Mais Coetzee imagine «une histoire qui cherche à enseigner la morale inverse : on peut faire et refaire sa vie à sa guise, le passé est le passé, les secrets peuvent être librement enfouis et oubliés. Peut-il y avoir une histoire qui se termine par : "Et son secret tomba dans l’oubli, et il vécut heureux jusqu’à son dernier souffle" ?» Non, dit-il, ne serait-ce que parce qu’elle repose sur un paradoxe : «Le secret n’est pas vraiment enterré, car le lecteur le connaît.» D’où ces conclusions : «En d’autres termes, la tradition, non seulement morale et religieuse qui nous a pétris, mais celle même de l’histoire, voire peut-être la forme du récit, refusent d’admettre que l’on peut enterrer le passé.
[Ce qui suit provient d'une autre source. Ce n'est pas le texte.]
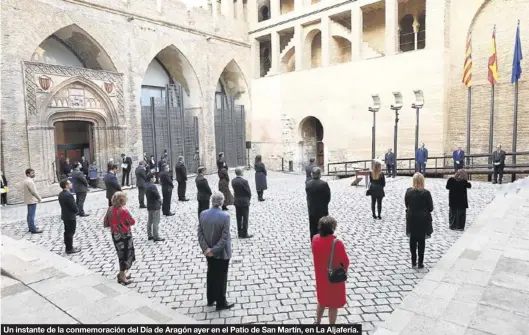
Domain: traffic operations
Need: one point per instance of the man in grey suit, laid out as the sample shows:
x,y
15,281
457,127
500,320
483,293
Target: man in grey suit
x,y
215,241
308,169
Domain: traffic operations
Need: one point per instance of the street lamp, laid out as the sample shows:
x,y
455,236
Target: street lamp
x,y
396,107
419,102
374,108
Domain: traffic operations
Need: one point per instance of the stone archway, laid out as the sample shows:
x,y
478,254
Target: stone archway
x,y
311,144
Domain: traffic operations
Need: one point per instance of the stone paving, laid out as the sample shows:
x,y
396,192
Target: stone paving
x,y
271,276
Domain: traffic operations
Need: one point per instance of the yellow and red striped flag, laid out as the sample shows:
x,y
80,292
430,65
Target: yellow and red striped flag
x,y
467,68
493,61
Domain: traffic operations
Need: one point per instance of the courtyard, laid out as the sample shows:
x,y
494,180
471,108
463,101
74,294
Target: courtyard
x,y
271,276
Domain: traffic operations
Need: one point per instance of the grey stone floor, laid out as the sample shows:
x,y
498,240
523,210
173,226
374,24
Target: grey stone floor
x,y
271,276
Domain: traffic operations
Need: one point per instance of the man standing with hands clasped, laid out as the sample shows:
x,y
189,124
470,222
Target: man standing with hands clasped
x,y
69,212
498,161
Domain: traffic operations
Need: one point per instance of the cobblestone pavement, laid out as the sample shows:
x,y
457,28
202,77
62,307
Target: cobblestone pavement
x,y
271,275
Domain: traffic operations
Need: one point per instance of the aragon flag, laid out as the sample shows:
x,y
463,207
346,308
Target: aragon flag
x,y
493,61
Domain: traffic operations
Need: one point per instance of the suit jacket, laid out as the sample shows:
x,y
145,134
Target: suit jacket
x,y
141,176
214,232
181,172
308,171
79,181
499,157
459,156
457,197
203,190
166,181
318,197
69,209
241,191
419,206
422,155
128,161
111,184
389,158
154,201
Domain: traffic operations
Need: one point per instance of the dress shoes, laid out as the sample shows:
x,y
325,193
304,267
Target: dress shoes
x,y
225,306
73,251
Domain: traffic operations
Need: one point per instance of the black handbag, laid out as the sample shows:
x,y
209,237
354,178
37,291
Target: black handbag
x,y
336,275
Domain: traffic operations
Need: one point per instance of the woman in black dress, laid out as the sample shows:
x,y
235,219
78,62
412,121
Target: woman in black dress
x,y
260,177
457,199
377,182
419,206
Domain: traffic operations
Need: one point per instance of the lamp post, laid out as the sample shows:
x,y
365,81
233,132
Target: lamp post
x,y
374,108
419,102
396,107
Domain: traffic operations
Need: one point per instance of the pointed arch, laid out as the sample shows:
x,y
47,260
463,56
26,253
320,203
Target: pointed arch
x,y
73,42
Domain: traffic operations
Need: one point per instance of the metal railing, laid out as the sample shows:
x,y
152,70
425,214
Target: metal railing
x,y
439,165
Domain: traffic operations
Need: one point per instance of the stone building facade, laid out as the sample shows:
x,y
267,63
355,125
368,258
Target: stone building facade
x,y
97,67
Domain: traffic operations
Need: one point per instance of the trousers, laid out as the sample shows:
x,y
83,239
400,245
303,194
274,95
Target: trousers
x,y
80,198
417,243
69,231
241,214
217,280
202,206
153,222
Mais si le vrai secret, inadmissible et le plus obscur, était qu’il est, en fait, possible d’enterrer les secrets et de vivre heureux à jamais ? Si le grand secret était ce que l’histoire d’Œdipe cherche à dissimuler ?» Si le seul vrai secret était : «On peut enterrer les secrets, effacer le passé, et la justice ne règne pas» ? «J’aimerais croire que l’univers est juste», dit Coetzee mais une voix en lui «ne cesse de demander : en est-il réellement ainsi ? Les exemples d’hommes qui prospèrent en ayant oublié leurs souvenirs gênants ne sont-ils pas légion dans la vie ?» «Vous voyez, la question du secret, remémoré ou oublié, continue à me ronger.»
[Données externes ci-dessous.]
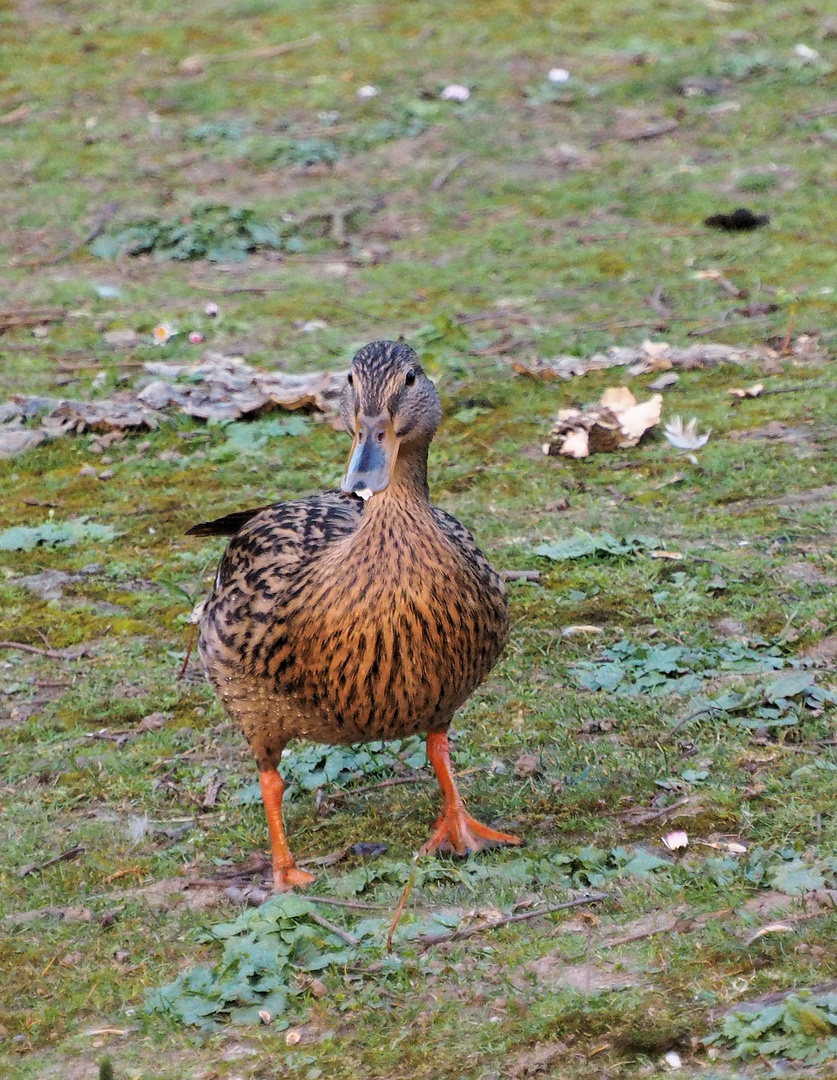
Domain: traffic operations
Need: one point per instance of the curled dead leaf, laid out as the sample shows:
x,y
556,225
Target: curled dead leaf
x,y
617,422
772,928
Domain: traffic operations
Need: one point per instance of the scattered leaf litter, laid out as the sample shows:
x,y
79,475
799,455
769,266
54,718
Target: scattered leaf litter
x,y
649,356
218,388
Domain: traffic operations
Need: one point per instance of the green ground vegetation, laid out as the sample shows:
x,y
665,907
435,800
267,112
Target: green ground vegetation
x,y
535,219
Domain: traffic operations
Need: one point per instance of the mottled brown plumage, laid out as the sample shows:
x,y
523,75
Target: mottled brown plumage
x,y
343,618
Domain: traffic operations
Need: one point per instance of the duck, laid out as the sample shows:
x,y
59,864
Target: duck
x,y
360,613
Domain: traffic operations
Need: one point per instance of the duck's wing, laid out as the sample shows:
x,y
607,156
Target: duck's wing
x,y
275,539
231,524
467,547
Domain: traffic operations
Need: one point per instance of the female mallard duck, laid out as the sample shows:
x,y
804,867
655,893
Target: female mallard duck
x,y
356,615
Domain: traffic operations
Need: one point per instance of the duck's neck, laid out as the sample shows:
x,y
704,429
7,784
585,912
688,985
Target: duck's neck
x,y
409,474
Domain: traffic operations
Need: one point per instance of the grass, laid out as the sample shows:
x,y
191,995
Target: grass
x,y
545,239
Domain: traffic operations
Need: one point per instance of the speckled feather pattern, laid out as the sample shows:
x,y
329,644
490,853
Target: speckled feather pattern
x,y
341,622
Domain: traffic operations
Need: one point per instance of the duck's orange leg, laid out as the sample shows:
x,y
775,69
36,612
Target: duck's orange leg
x,y
456,831
286,874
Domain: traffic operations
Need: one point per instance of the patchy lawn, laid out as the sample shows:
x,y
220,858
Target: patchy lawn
x,y
671,670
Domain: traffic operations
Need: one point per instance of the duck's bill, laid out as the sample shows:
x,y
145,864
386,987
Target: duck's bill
x,y
373,458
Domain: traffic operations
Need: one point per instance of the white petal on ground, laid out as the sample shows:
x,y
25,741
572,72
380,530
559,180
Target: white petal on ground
x,y
685,436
La Vérité du récit vaut aussi par la façon dont Coetzee y développe des sortes d’opinions autobiographiques. Il exagère de fausse modestie quand, reprochant à des artistes de se vouloir «des diagnosticiens de leur temps», il les oppose à «nous, le commun des mortels». Mais, exerçant «le métier d’un marchand de fictions», la réalité, il «pense l’utiliser plutôt que la refléter». Il parle de la «régression» à laquelle, comme tout enseignant, il fut confronté, des bandes de jeunes et des difficultés de la société face à «un excès de mâles immatures». Pour lui, «l’art de l’écrivain réside dans la création d’une forme (d’un fantasme capable de parole) et d’un point d’entrée qui permettra au lecteur d’habiter ce fantasme». Si les vies des autres vues de l’extérieur ont toujours un caractère un peu faux, «plus radicalement», il pense «que nos besoins et nos désirs ont le même statut fictif». Il dit comment, à 8 ou 9 ans, il a compris qu’il était «immodérément enclin au fantasme». Et, «pourtant, je n’ai jamais pensé à renoncer à ma vie fantasmatique pour m’attacher au réel», la prenant plutôt «pour une affection congénitale» à porter comme une croix. Il parle de sa vie de Blanc sud-africain puis de Blanc australien après les massacres aborigènes, de la façon dont les générations actuelles construisent leur roman familial en innocentant leurs parents au nom des évolutions de la morale, sans se rendre compte qu’il faudra que leurs enfants aient la même indulgence (l’Australie actuelle utilise la déportation comme arme antimigratoire). «Nos vies apparentes ne sont pas nos vraies vies» : c’est ce que voudraient montrer conjointement le roman et la psychanalyse.

Mathieu Lindon

J. M. Coetzee & Arabella Kurtz La Vérité du récit. Conversations sur le réel et la fiction. Traduit de l’anglais par Aline Weill. Albin Michel , 2016, 188 pp., 20 €.